Kenjit wrote: "you say that [tonality is your priority] but your focus is and always has been off axis response. That is your holy grail."
My interest in getting the off-axis response right arose from its beneficial effects on timbre. Subsequently I found other worthwhile benefits. So to me, getting the off-axis response right is a means to an end, and that end is multi-faceted, and its main facet is timbre.
(A major difference between live and reproduced sound is, what’s happening in the reverberant field. You can walk past an open doorway with no line-of-sight to the sound source, such that all you can hear is the reverberant sound, and instantly you know whether it’s live or a recording. There are some simplification assumptions in this statement, but not all that many.)
" Cheap dsp speakers costing a few hundred bucks can give you smooth perfect off axis response if thats the goal. "
If there is a significant discrepancy between the on-axis response and the off-axis response, that discrepancy shows up in the shape of the radiation pattern. EQ cannot correct the radiation pattern shape, so it cannot simultaneously correct the on-axis and off-axis response if the radiation pattern has problems. (When the radiation pattern does not have problems, on-axis and off-axis issues ARE simultaneously corrected, which is what makes such speakers good candidates for DSP.)
So smooth perfect off-axis response is not THE goal. It is one of many.

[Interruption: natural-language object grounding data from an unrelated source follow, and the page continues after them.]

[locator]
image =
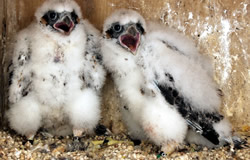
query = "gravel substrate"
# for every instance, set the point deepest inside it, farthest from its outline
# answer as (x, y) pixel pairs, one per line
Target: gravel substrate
(44, 146)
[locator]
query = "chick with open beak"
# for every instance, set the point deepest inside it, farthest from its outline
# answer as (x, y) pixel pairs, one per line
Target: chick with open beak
(63, 22)
(128, 36)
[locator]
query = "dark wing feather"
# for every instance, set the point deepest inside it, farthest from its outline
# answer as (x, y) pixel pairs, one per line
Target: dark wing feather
(200, 122)
(18, 81)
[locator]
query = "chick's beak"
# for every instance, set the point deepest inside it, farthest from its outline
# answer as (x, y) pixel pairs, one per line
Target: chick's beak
(131, 39)
(64, 25)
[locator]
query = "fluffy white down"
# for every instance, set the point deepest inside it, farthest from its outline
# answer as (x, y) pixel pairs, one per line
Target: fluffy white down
(25, 116)
(83, 109)
(157, 31)
(191, 79)
(147, 113)
(59, 92)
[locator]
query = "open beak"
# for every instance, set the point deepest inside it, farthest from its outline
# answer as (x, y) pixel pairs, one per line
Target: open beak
(64, 25)
(131, 39)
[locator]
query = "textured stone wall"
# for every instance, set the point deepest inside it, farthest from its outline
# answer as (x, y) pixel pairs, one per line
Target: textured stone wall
(219, 27)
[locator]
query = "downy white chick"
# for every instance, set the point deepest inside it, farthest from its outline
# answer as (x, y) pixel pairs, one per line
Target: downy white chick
(184, 77)
(145, 111)
(166, 85)
(57, 73)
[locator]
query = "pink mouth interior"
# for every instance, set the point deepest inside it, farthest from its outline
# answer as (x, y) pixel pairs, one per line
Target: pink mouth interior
(64, 27)
(130, 41)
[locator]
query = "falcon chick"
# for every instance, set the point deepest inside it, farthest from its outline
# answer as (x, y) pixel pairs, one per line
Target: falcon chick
(145, 112)
(57, 73)
(166, 85)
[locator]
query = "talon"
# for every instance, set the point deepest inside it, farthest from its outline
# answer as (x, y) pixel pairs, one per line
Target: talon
(30, 137)
(170, 147)
(78, 132)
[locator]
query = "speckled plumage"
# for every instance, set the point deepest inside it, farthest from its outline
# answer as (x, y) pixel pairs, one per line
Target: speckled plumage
(166, 85)
(57, 73)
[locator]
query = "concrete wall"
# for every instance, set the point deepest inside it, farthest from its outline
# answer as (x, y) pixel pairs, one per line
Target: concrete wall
(219, 27)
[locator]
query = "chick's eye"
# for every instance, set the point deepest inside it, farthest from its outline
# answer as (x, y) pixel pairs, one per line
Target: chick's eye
(52, 15)
(140, 28)
(117, 28)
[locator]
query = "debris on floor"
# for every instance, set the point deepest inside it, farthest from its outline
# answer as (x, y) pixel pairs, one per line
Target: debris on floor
(13, 146)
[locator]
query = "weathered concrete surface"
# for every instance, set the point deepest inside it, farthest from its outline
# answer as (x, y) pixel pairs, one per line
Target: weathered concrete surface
(220, 28)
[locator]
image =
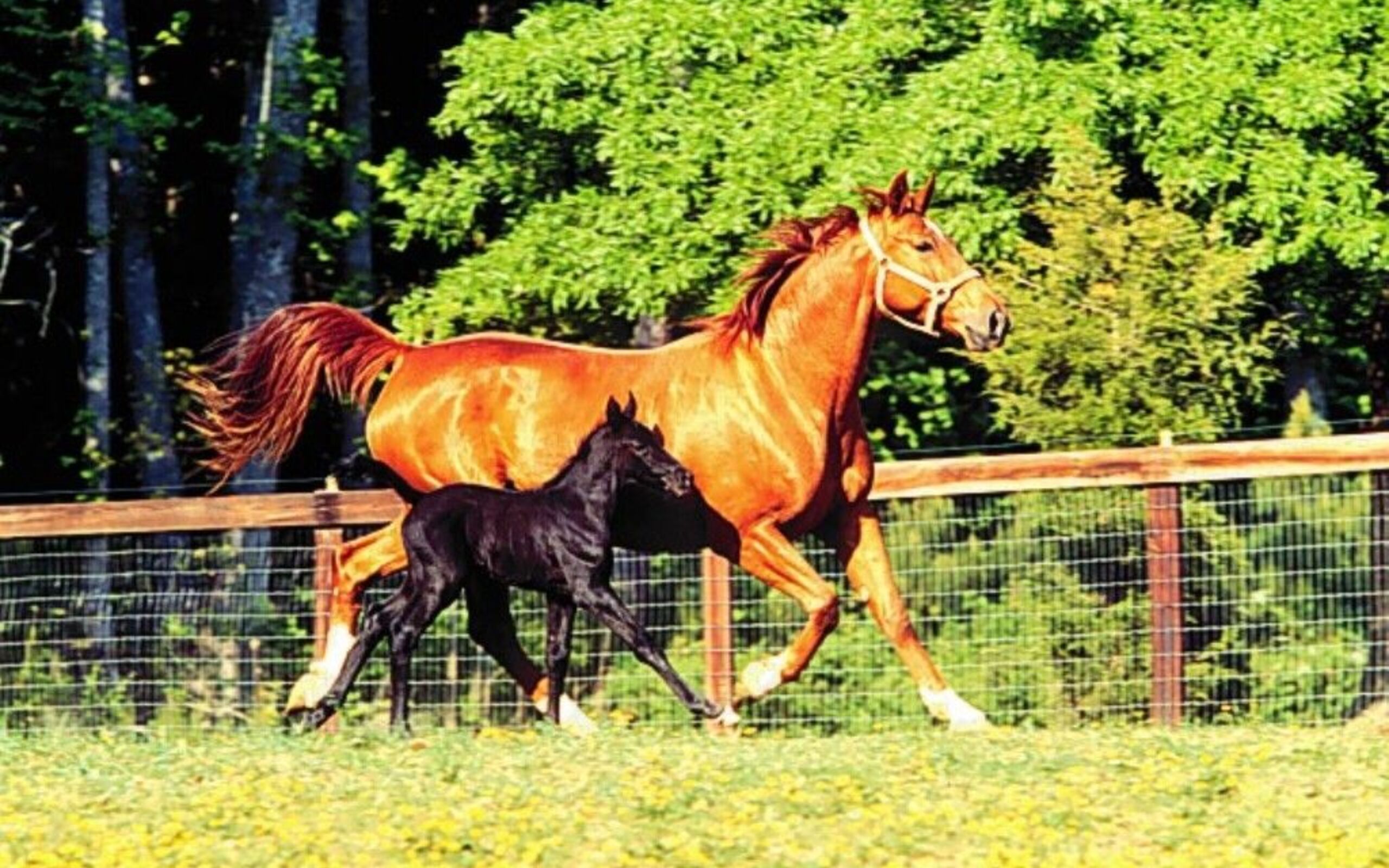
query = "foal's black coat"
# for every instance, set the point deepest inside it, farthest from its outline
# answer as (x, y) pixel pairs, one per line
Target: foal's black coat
(557, 539)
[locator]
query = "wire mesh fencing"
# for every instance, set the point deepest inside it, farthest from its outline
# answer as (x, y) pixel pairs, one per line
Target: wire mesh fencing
(1037, 606)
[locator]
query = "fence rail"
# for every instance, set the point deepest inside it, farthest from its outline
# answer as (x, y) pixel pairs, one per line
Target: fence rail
(1171, 581)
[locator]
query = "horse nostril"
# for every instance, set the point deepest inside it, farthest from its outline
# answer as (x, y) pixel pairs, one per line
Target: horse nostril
(998, 326)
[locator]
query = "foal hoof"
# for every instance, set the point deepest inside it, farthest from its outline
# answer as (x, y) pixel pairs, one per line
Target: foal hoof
(571, 717)
(308, 692)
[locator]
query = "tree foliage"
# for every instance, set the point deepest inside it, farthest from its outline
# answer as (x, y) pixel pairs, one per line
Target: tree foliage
(616, 160)
(1137, 320)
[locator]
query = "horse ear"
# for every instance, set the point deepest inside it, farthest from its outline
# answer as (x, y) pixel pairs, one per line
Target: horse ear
(896, 197)
(921, 199)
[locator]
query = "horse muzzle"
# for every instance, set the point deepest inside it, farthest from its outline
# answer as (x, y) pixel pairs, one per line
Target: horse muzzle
(991, 334)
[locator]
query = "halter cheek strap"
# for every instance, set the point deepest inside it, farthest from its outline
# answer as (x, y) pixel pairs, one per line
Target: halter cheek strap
(938, 293)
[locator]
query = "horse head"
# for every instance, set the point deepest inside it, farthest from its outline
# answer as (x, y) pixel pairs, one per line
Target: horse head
(923, 281)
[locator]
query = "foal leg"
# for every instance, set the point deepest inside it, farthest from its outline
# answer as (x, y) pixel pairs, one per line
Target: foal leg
(432, 585)
(358, 563)
(864, 556)
(773, 559)
(492, 627)
(609, 609)
(559, 636)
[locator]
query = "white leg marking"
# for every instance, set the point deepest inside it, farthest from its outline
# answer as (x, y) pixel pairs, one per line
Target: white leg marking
(762, 677)
(571, 717)
(948, 706)
(335, 653)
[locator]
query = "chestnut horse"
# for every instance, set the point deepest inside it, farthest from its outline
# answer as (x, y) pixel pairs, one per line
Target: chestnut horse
(762, 403)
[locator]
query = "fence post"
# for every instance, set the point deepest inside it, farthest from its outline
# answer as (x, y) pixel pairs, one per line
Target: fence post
(718, 628)
(1164, 589)
(327, 541)
(1374, 681)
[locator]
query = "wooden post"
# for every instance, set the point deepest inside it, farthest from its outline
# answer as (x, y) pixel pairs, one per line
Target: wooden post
(1374, 680)
(1164, 588)
(327, 542)
(718, 628)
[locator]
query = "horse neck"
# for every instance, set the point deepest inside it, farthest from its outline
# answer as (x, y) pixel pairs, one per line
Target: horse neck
(589, 480)
(819, 331)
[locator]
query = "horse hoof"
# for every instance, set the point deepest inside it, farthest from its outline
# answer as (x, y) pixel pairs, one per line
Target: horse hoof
(948, 706)
(762, 677)
(308, 692)
(971, 724)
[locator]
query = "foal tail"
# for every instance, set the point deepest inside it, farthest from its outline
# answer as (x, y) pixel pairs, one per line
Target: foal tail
(377, 473)
(254, 396)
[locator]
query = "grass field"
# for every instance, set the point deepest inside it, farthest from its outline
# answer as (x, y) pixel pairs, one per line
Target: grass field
(1103, 797)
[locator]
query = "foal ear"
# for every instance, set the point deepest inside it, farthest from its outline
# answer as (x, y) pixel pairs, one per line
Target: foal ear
(896, 196)
(920, 200)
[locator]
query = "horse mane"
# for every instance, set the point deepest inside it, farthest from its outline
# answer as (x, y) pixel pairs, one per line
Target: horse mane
(794, 241)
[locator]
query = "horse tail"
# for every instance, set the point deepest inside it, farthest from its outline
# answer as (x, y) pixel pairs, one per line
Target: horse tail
(254, 396)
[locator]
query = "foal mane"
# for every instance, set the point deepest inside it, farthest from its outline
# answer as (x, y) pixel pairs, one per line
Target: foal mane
(794, 242)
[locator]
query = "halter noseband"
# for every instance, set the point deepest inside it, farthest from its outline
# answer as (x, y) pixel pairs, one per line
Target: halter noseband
(938, 292)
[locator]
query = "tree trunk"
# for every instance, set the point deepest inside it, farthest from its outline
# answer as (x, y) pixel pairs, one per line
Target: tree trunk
(145, 330)
(152, 413)
(264, 246)
(270, 281)
(356, 191)
(96, 365)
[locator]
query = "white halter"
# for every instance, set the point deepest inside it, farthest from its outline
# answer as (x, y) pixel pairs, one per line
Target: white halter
(939, 293)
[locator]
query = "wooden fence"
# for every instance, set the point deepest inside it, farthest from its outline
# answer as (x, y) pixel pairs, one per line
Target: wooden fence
(1159, 470)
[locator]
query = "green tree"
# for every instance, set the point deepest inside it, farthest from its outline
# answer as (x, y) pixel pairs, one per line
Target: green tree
(1134, 320)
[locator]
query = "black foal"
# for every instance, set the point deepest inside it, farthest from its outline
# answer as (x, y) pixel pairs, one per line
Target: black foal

If you are able to achieve satisfactory results with cheap DSP speakers, congratulations! If you are willing to share the secrets of your success, even better.
"My definition of tonality is completely different than yours. Tonality, according to my definition is the area well below the crossover point. So it has nothing to do with off axis response."
In that case, our use of the term is too different for us to move forward with its use. Do you accept the dictionary definition of "timbre"?